THE HOLOCAUST
During World War II, Nazi Germany and its collaborators murdered approximately six million Jews. The Holocaust is the name used to refer to this systematic, bureaucratic, and state-sponsored campaign of persecution and murder. Beginning with racially discriminatory laws in Germany, the Nazi campaign expanded to the mass murder of all European Jews
During the era of the Holocaust, the Nazis also targeted other groups because of their perceived "racial inferiority": Roma (Gypsies), people with disabilities, and some of the Slavic peoples (Poles, Russians, and others). Other groups were persecuted on political and behavioral grounds, among them Communists, Socialists, Jehovah's Witnesses, and homosexuals.
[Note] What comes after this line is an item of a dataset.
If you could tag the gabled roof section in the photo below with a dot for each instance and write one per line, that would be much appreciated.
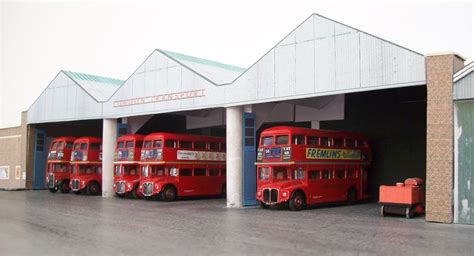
(466, 70)
(99, 87)
(216, 72)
"Holocaust" is a word of Greek origin meaning "sacrifice by fire." The Nazis came to power in Germany in January 1933. The Nazis frequently used euphemistic language to disguise the true nature of their crimes. According to this vocabulary, Germans were considered "racially superior" and the Jews, and others deemed "inferior," were "life unworthy of life."
In 1933, the Jewish population of Europe stood at over nine million. Most European Jews lived in countries that Nazi Germany (the Third Reich) would occupy or influence during World War II. The Nazis established concentration camps to imprison Jews, other people targeted on ethnic or “racial” grounds, and political opponents. Germany invaded Poland on September 1, 1939, beginning World War II. Over the next two years, German forces conquered most of Europe.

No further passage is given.